Abhisit, a British-born, Oxford-educated economist, has returned to his office after working from a military compound for most of the protests. But his 15-month-old, military-backed government is under pressure to compromise on new elections.
The protesters say will step up their rallies from Saturday and keep going through Thailand’s April 13-15 Songkran holidays and possibly beyond unless Abhisit meets their demands.
“The ‘red shirts’ are in a pretty good position now to continue for quite some time. A large part of their support is now coming from Bangkok and close by, which is significant. It’s easier to sustain these protests,” said Chris Baker, a political analyst who has written several books on Thai politics.
Abhisit has said a peaceful poll now would be difficult. Two rounds of televised negotiations ended on Monday with the “red shirts” rejecting a concession offered by Abhisit to call elections within nine months, a year ahead of deadline.
That’s still not enough. Both sides want to be in power in October for two events -- an annual military reshuffle and the passing of the national budget.
The budget gives the government room to roll out welfare policies to court rural voters whose discontent is at the heart of the protests and who now back the Thaksin-allied opposition Puea Thai Party. It also gives whoever is in power a chance to allocate money to the powerful military and ministries.
The military reshuffle is even more crucial, allowing the government to strengthen its hold on power by promoting allies in the powerful security forces. It’s also a sensitive time when internal military power struggles can ripple into politics.
Abhisit has said his Democrat Party can win the next election, citing the effects on voters from two years of aggressive government spending in rural communities -- from free health care to new roads and low-income housing, policies similar to those that helped Thaksin build rural support.

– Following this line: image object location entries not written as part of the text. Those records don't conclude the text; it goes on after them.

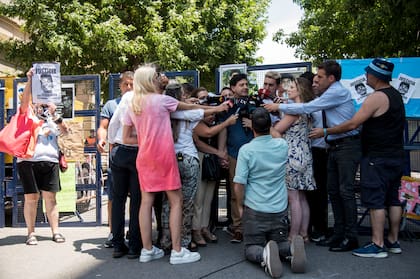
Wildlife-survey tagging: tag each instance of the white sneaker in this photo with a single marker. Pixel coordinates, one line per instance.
(184, 256)
(150, 255)
(271, 260)
(108, 243)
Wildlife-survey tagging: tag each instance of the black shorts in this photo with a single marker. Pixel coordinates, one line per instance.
(380, 179)
(39, 176)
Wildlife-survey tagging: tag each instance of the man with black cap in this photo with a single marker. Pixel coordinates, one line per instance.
(260, 174)
(383, 116)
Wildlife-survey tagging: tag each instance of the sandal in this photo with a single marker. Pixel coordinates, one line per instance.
(198, 238)
(31, 240)
(59, 238)
(208, 236)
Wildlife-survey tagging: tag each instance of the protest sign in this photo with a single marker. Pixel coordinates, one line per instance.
(46, 83)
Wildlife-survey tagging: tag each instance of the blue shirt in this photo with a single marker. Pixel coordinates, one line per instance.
(109, 108)
(316, 118)
(337, 103)
(261, 167)
(237, 135)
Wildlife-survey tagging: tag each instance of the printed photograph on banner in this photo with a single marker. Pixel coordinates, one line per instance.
(66, 106)
(359, 88)
(406, 85)
(226, 72)
(46, 83)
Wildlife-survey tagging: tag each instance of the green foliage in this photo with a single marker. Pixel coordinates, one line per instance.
(341, 29)
(114, 35)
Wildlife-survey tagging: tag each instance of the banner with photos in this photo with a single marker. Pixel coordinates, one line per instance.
(46, 83)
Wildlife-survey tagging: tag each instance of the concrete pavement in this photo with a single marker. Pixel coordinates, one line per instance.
(83, 256)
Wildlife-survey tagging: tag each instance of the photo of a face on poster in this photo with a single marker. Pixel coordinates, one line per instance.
(66, 107)
(406, 85)
(46, 83)
(359, 88)
(226, 72)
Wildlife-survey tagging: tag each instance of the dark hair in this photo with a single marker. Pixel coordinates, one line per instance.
(331, 67)
(304, 87)
(197, 90)
(236, 78)
(273, 75)
(261, 121)
(188, 87)
(174, 90)
(308, 75)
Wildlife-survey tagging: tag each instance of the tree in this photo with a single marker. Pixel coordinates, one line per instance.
(113, 35)
(342, 29)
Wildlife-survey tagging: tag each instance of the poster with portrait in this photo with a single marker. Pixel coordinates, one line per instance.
(406, 85)
(66, 106)
(226, 72)
(359, 88)
(46, 83)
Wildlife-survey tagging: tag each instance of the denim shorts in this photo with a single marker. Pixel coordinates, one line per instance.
(380, 179)
(39, 176)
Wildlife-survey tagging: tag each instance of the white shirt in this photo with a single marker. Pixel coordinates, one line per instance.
(116, 124)
(188, 120)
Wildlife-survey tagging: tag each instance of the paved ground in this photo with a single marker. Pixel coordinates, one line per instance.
(83, 256)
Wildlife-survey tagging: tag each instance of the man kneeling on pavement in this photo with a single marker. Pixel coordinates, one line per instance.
(262, 171)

But most analysts doubt he can win over the vote-rich north and northeast, a Thaksin stronghold home to just over half of Thailand’s 67 million people, in time for elections, even with a promise this week to cancel $1.3 billion of farmers’ debts.
“Going forward, the concerns about Thailand are still very valid,” said Joseph Tan, chief Asia economist at Credit Suisse.

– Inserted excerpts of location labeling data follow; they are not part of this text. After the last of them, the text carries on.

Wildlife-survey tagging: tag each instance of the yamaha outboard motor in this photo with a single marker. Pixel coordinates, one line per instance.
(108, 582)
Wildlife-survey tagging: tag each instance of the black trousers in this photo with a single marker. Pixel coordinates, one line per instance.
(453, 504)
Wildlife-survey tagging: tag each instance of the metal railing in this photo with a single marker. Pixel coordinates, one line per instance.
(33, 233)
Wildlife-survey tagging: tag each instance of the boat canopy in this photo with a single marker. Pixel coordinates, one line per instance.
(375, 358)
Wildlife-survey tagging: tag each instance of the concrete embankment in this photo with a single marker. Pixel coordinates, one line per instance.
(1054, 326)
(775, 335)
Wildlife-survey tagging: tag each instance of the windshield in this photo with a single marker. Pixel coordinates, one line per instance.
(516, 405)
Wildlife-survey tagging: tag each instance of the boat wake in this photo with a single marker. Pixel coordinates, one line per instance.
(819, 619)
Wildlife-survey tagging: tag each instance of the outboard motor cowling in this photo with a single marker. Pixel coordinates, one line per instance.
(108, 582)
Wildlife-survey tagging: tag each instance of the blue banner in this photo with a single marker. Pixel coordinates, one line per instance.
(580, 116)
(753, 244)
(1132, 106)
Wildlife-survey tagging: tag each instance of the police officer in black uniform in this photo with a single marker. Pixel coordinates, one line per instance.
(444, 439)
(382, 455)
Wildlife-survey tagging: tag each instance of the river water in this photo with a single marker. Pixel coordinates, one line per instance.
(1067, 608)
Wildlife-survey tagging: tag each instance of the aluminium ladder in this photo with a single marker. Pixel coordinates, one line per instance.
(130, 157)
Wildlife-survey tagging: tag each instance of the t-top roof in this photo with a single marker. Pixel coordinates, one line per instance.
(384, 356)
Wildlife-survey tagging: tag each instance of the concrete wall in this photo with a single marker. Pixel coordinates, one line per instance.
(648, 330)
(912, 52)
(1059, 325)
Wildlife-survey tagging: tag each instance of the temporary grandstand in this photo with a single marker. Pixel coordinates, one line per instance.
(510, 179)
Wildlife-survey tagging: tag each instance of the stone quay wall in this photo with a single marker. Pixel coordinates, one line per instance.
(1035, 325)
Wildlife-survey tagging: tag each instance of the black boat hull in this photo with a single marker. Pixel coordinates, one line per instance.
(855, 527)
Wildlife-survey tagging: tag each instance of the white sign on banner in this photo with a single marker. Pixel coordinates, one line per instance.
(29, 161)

While not reflected in stock prices, the political crisis shows up in foreign direct investment, which cuts into long-term economic growth. Thailand’s Board of Investment, for instance, expects investment pledges this year to fall 15 percent.

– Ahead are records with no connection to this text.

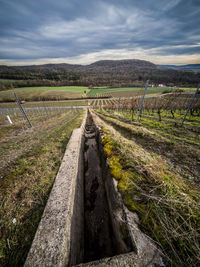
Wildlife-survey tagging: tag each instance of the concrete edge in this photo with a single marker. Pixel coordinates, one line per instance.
(61, 225)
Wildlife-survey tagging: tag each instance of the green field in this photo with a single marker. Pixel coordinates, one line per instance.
(79, 89)
(6, 81)
(43, 93)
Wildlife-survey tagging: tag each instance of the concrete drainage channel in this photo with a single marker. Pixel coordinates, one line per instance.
(85, 222)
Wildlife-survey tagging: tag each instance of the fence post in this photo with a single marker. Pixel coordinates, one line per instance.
(22, 110)
(190, 105)
(141, 106)
(45, 108)
(118, 104)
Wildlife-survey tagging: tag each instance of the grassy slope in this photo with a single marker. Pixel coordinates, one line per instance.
(80, 89)
(25, 185)
(111, 90)
(163, 193)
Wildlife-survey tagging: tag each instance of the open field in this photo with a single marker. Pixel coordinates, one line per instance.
(6, 81)
(157, 166)
(38, 95)
(30, 159)
(110, 91)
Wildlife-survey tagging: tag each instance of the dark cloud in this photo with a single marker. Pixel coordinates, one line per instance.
(63, 29)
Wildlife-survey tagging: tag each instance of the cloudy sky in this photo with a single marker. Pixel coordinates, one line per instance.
(84, 31)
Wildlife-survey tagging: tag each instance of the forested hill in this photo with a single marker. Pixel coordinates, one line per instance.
(105, 72)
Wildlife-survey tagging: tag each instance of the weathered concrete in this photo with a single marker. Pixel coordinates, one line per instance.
(59, 237)
(66, 221)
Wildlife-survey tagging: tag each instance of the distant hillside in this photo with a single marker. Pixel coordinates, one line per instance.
(112, 73)
(189, 67)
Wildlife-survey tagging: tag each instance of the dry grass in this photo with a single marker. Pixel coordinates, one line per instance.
(167, 203)
(26, 184)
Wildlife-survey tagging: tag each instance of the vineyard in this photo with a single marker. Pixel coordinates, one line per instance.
(157, 165)
(154, 157)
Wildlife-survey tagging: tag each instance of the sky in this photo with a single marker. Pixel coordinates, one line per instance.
(85, 31)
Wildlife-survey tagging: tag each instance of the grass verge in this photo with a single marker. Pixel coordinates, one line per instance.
(166, 202)
(24, 191)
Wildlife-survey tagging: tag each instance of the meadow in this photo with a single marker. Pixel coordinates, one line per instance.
(30, 159)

Chief among Tan’s concerns is the timing of the protests coinciding with the hospitalization of 82-year-old King Bhumibol Adulyadej, admitted on September 19 suffering from fever, fatigue and loss of appetite. TV footage suggests his health has improved, but his hospitalization focuses attention on royal succession.
His son and presumed heir, Crown Prince Maha Vajiralongkorn, does not yet command the same popular support as his father. Many Thais and analysts fear if the crown passes to Vajiralongkorn while political divisions remain unresolved, opposing factions will intensify their struggle, with destabilizing consequences.
Strict lese majeste laws restrict discussion of the monarchy.
“It is not clear to me how this is going to pan out should the king pass on,” said Tan.